Life itself, then, could be considered a finite or infinite game depending on which perspective one takes. If ‘he who dies with the most toys wins,’ one is living in a finite game that ends with death. If one chooses to create an entity that lives beyond the grave, a legacy that perpetuates through time, then one is playing an infinite game.

One can imagine that we often play a number of finite games within an infinite game. This supports the idea of waging war in order to attain peace (though I wouldn’t go so far as saying it validates destroying the village in order to save it). The taxonomy also relates to the time horizon of one’s perspective in engaging in the game. In other words, are we playing for the short term gain or the long term payoff?

I find Carse’s arguments compelling when I relate them to the new digital economy and how the digital world is transforming how we play certain games, especially those of social interaction and the monetization of value. That sounds a bit hard to follow, but what I’m referring to is the value of the information network (the Internet) as an infinite game.

I would value the internet according to its power to help people connect and share ideas. (I recently wrote a short book on this power called The Ultimate Killer App: The Power to Create and Connect.) The more an idea is shared, the more powerful and valuable it can be. In this sense, the internet is far more valuable than the sum of its various parts, and for it to end as the victim of a finite game would be a tragedy for all. So, I see playing on the information network as an infinite game.
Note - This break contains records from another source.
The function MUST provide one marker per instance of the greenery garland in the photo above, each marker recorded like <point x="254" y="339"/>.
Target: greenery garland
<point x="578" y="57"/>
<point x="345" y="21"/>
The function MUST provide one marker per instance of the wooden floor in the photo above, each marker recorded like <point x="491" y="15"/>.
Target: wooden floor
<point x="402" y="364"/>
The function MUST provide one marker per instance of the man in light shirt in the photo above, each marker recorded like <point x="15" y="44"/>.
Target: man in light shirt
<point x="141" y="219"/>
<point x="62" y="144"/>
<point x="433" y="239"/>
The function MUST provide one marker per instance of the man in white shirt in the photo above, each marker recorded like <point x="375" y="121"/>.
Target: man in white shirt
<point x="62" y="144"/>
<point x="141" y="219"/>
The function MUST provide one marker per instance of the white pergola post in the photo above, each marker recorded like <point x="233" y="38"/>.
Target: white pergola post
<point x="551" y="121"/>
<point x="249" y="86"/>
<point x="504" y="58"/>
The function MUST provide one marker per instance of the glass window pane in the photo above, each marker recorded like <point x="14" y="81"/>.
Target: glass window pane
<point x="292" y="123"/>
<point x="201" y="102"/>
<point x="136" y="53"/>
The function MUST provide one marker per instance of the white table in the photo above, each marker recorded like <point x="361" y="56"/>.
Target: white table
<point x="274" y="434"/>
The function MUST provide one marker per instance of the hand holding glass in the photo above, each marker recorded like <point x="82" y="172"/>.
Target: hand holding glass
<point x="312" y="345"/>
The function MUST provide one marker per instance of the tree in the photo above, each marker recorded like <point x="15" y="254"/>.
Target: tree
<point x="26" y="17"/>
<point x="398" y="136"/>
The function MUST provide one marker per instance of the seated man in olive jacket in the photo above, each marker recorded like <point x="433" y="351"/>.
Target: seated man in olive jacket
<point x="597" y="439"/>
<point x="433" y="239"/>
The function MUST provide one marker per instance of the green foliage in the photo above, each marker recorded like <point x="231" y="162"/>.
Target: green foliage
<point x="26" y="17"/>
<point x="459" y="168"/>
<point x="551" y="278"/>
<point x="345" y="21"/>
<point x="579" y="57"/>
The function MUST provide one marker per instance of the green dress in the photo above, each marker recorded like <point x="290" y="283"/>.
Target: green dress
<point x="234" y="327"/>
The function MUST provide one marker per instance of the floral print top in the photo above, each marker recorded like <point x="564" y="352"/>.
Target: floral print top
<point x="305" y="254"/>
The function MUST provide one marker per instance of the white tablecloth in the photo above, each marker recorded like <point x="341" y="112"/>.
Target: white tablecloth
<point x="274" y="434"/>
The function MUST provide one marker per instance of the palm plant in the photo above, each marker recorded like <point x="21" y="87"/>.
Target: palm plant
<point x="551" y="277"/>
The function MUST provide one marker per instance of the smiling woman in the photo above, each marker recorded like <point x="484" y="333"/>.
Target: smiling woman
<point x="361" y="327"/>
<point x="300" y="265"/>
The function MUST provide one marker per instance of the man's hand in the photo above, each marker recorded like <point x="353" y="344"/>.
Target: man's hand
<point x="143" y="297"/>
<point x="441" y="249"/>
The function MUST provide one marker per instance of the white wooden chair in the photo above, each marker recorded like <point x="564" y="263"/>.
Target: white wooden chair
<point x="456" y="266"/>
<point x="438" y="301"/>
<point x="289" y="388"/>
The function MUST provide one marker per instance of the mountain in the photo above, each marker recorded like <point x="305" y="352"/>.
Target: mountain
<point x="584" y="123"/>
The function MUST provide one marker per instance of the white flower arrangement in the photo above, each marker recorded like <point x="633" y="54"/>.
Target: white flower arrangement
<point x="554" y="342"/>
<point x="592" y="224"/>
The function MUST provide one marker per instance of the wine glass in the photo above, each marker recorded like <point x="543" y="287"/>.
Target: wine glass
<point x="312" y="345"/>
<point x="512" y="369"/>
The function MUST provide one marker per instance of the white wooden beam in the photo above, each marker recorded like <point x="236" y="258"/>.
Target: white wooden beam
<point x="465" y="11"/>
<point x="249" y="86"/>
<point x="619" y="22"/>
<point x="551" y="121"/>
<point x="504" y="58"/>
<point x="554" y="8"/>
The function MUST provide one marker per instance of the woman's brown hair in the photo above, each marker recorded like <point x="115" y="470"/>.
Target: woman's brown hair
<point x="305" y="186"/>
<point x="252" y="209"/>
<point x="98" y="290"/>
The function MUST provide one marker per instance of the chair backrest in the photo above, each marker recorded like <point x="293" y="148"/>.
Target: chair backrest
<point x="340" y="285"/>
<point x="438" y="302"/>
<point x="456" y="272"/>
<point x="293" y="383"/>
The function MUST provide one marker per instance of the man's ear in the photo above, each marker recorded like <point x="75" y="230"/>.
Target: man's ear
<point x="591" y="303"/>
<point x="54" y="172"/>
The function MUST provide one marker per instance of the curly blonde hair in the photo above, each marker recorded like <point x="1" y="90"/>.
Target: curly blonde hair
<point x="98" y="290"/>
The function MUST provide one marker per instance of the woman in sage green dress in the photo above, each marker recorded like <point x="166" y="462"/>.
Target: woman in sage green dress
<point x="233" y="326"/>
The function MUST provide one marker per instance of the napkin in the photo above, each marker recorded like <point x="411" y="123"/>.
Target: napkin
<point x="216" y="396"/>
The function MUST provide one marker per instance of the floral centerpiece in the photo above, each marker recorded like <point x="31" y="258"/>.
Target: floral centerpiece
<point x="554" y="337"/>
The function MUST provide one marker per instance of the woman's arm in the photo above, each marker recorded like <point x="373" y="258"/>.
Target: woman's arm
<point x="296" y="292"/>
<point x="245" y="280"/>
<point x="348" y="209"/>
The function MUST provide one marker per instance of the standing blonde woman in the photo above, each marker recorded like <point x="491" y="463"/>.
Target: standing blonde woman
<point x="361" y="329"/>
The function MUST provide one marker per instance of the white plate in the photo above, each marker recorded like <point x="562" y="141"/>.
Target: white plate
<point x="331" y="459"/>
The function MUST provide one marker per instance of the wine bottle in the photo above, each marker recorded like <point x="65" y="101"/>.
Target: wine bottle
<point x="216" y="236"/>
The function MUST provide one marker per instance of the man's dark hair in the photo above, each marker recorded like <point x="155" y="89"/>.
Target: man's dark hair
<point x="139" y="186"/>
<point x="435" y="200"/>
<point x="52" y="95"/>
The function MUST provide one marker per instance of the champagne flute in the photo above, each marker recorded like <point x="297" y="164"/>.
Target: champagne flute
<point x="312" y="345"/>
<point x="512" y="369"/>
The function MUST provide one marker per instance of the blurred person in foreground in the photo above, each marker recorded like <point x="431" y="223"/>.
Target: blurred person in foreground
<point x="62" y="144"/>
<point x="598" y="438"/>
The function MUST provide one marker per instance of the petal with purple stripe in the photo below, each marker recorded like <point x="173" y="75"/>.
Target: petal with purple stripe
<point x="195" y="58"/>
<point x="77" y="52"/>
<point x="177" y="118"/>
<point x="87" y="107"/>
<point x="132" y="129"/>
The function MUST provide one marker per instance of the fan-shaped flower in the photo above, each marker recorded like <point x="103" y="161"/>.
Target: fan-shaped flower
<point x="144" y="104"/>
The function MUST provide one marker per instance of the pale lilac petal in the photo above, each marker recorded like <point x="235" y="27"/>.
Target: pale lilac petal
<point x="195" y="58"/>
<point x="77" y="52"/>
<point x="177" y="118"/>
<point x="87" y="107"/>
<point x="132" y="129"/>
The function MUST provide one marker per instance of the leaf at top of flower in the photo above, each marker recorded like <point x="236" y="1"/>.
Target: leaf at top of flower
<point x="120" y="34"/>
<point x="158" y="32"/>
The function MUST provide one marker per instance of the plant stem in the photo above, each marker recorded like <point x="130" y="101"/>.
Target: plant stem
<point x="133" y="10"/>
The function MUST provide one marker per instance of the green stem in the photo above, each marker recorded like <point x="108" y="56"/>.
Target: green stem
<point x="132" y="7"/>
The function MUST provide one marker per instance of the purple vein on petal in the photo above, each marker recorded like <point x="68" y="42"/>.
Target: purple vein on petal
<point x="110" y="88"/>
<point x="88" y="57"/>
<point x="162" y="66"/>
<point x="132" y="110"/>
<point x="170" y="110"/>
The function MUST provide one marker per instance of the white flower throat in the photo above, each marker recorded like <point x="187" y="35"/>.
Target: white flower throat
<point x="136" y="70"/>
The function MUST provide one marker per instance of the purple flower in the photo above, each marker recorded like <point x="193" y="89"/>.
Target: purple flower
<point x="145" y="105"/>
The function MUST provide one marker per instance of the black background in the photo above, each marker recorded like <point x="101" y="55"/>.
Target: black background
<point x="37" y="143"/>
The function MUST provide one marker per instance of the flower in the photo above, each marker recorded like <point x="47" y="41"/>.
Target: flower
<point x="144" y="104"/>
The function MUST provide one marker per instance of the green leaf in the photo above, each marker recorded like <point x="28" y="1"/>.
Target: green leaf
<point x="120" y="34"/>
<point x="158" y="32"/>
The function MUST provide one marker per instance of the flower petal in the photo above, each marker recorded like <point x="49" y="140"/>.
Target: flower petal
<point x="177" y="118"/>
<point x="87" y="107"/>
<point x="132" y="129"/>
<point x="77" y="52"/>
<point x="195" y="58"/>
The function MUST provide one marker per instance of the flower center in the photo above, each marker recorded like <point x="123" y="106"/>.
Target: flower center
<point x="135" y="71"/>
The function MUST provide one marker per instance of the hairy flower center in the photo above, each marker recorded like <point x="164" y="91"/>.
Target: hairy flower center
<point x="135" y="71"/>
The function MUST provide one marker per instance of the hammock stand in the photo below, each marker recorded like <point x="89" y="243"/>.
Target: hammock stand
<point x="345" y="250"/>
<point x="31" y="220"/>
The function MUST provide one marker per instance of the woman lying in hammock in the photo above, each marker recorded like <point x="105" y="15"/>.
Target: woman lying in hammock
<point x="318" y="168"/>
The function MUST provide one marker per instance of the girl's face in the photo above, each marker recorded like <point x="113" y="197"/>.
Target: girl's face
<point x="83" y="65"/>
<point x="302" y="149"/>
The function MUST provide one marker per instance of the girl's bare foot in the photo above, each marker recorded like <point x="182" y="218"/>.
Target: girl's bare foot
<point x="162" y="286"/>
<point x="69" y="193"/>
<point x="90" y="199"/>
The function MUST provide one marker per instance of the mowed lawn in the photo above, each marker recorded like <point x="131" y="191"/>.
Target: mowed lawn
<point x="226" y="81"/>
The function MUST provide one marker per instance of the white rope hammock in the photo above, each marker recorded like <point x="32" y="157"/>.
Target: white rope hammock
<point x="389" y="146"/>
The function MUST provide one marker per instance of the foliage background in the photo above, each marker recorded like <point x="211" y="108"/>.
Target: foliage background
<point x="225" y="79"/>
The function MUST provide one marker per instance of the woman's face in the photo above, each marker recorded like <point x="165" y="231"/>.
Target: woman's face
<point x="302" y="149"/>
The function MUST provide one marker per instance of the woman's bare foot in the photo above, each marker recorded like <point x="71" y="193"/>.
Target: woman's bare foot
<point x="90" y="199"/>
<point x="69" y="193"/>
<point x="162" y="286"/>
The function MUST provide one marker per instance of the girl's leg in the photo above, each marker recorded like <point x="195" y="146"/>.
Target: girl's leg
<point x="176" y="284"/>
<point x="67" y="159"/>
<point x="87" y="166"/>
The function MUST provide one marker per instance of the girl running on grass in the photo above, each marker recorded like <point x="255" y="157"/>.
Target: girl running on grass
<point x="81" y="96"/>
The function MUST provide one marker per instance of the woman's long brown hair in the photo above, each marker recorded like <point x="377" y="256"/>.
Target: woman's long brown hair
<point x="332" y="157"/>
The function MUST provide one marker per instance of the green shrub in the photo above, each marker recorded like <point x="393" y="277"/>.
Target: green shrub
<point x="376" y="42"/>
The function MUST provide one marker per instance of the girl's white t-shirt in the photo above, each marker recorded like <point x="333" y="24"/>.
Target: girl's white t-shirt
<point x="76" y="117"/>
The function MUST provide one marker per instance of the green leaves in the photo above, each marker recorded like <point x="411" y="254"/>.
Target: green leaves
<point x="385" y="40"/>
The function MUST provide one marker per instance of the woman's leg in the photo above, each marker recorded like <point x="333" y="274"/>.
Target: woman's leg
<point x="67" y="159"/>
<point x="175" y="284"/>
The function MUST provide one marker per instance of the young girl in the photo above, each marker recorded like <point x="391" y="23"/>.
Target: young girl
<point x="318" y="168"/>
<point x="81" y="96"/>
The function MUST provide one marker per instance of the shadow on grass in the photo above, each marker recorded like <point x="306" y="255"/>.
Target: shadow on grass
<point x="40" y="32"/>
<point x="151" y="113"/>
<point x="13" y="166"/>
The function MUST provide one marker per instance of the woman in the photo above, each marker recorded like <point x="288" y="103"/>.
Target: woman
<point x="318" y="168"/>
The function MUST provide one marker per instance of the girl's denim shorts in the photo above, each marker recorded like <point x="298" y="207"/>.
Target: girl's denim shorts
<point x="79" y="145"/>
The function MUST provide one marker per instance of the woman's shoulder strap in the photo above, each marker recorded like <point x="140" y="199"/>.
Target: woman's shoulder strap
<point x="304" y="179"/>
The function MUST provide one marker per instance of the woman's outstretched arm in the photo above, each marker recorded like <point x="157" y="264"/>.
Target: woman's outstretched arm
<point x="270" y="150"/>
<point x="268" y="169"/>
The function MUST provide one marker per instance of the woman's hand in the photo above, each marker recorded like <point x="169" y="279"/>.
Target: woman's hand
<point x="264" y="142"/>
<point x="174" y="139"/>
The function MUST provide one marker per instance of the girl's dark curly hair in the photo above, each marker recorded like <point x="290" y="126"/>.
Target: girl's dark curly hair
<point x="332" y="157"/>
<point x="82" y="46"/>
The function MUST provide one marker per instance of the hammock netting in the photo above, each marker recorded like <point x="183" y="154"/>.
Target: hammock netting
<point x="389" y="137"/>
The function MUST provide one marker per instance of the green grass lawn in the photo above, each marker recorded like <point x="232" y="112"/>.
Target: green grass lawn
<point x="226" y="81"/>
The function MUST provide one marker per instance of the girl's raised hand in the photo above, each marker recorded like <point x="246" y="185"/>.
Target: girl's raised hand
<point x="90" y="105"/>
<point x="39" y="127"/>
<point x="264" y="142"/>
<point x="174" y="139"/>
The paradox is that most of the big players on the internet – the Googles, Facebooks, Amazons, etc – are playing finite games on and with the network. In fact, they are using the natural monopoly of network dynamics to win finite games for themselves, reaping enormous value in the process. But while they are winning, many others are losing. Yes, we do gain in certain ways, but the redistribution of information data power is leading to the redistribution of monetary gains and losses across the population of users. In many cases those gains and losses are redistributed quite arbitrarily.

For instance, let us take the disruption of the music industry, or the travel industry, or the publishing industry. One need not lament the fate of obsolete business models to recognize that for play to continue, players must have the possibility of adapting to change in order to keep the infinite game on course. Most musicians and authors believe their professions are DOA. What does that say for the future of culture?

Unfortunately, this disruption across the global economy wrought by digitization is being reflected in the chaotic politics of our times, mostly across previously stable developed democracies.

These economic and political developments don’t seem particularly farsighted and one can only speculate how the game plays out. But to relate it to current events, many of us are playing electoral politics in a finite game that has profound implications for the more important infinite game we should be playing.